Ma già, prima di trovarmi in queste angustie piú immaginate che vere, appena ebbi fatta la donazione, io avea congedato tutti i miei servi meno uno per me, ed uno per cucinarmi; che poco dopo anche licenziai. E da quel punto in poi, benché io fossi già assai parco nel vitto, contrassi l'egregia e salutare abitudine di una sobrietà non comune; lasciato interamente il vino, il caffè, e simili, e ristrettomi ai semplicissimi cibi di riso, e lesso, ed arrosto, senza mai variare le specie per anni interi. Dei cavalli, quattro ne avea rimandati a Torino perché si vendessero con quelli che ci avea lasciati partendone; ed altri quattro li regalai ciascuno a diversi signori fiorentini, i quali benché fossero semplicemente miei conoscenti e non già amici, avendo tuttavia assai meno orgoglio di me gli accettarono. Tutti gli abiti parimenti donai al mio cameriere, ed allora poi anche sagrificai l'uniforme; e indossai l'abito nero per la sera, e un turchinaccio per la mattina, colori che non ho poi deposti mai piú, e che mi vestiranno fino alla tomba. E cosí in ogni altro genere mi andai sempre piú restringendo anche anche grettamente al semplicissimo necessario, a tal segno ch'io mi ritrovai ad un medesimo tempo e donator d'ogni cosa ed avaro.
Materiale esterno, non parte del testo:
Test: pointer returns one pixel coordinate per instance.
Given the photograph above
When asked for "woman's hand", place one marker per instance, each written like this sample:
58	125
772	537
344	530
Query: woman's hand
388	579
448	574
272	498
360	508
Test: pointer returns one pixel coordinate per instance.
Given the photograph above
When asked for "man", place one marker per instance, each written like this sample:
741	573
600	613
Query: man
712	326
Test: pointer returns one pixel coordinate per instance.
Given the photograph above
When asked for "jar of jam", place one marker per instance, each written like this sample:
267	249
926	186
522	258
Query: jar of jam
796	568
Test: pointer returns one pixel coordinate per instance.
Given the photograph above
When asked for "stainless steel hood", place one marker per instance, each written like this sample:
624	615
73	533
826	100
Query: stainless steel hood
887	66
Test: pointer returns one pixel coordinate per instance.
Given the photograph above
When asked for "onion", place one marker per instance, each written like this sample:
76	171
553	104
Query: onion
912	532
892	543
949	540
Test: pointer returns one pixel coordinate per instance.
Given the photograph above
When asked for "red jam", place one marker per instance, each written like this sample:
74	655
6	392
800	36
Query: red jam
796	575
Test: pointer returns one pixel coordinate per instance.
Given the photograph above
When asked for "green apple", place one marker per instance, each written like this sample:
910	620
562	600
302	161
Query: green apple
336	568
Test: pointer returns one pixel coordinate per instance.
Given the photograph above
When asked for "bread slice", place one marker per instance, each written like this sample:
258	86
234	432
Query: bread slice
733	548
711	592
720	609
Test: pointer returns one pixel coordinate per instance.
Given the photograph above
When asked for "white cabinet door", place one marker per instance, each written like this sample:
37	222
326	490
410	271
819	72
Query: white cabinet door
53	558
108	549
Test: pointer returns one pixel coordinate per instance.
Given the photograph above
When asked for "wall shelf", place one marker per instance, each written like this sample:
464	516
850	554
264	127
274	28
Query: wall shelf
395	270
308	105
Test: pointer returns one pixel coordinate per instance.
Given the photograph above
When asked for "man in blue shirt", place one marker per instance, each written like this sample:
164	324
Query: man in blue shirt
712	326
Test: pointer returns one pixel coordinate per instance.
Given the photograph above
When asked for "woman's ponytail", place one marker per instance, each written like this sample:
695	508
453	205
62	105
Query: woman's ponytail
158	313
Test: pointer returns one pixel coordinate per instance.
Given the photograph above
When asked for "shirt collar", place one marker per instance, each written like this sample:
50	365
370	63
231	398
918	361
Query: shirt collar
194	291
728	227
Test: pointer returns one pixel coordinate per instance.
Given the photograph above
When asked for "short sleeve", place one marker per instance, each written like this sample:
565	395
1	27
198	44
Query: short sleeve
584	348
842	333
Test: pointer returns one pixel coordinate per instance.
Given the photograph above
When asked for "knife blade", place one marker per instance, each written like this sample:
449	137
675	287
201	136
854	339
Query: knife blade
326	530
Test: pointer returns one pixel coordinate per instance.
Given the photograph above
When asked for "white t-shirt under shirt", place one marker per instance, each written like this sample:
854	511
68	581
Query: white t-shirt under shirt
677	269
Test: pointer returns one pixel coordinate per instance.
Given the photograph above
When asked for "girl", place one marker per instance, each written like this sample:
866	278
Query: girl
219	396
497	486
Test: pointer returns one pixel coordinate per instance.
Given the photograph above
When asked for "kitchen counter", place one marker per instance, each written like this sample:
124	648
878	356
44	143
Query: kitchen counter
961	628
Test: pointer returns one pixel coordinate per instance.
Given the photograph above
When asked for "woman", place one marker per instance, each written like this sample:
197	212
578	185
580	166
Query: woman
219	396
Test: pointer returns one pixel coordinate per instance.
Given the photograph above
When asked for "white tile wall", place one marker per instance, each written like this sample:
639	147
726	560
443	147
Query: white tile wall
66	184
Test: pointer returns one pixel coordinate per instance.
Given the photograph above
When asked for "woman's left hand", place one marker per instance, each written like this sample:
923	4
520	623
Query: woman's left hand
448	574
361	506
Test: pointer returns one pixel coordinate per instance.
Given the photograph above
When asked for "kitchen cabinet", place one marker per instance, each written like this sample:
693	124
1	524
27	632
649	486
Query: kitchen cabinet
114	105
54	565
Dispostissimo in questa guisa a tutto ciò che mai mi potrebbe accadere di peggio, non mi tenendo aver altro che quei sei mila zecchini, che subito inabissai in uno dei vitalizi di Francia; ed essendo la mia natura sempre inclinata agli estremi, la mia economia e indipendenza andò a poco a poco tant'oltre, che ogni giorno inventandomi una nuova privazione, caddi nel sordido quasi; e dico quasi, perché pur sempre mutai la camicia ogni giorno, e non trascurai la persona; ma lo stomaco, se a lui toccasse di scrivere la mia vita, tolto ogni quasi, direbbe ch'io m'era fatto sordidissimo.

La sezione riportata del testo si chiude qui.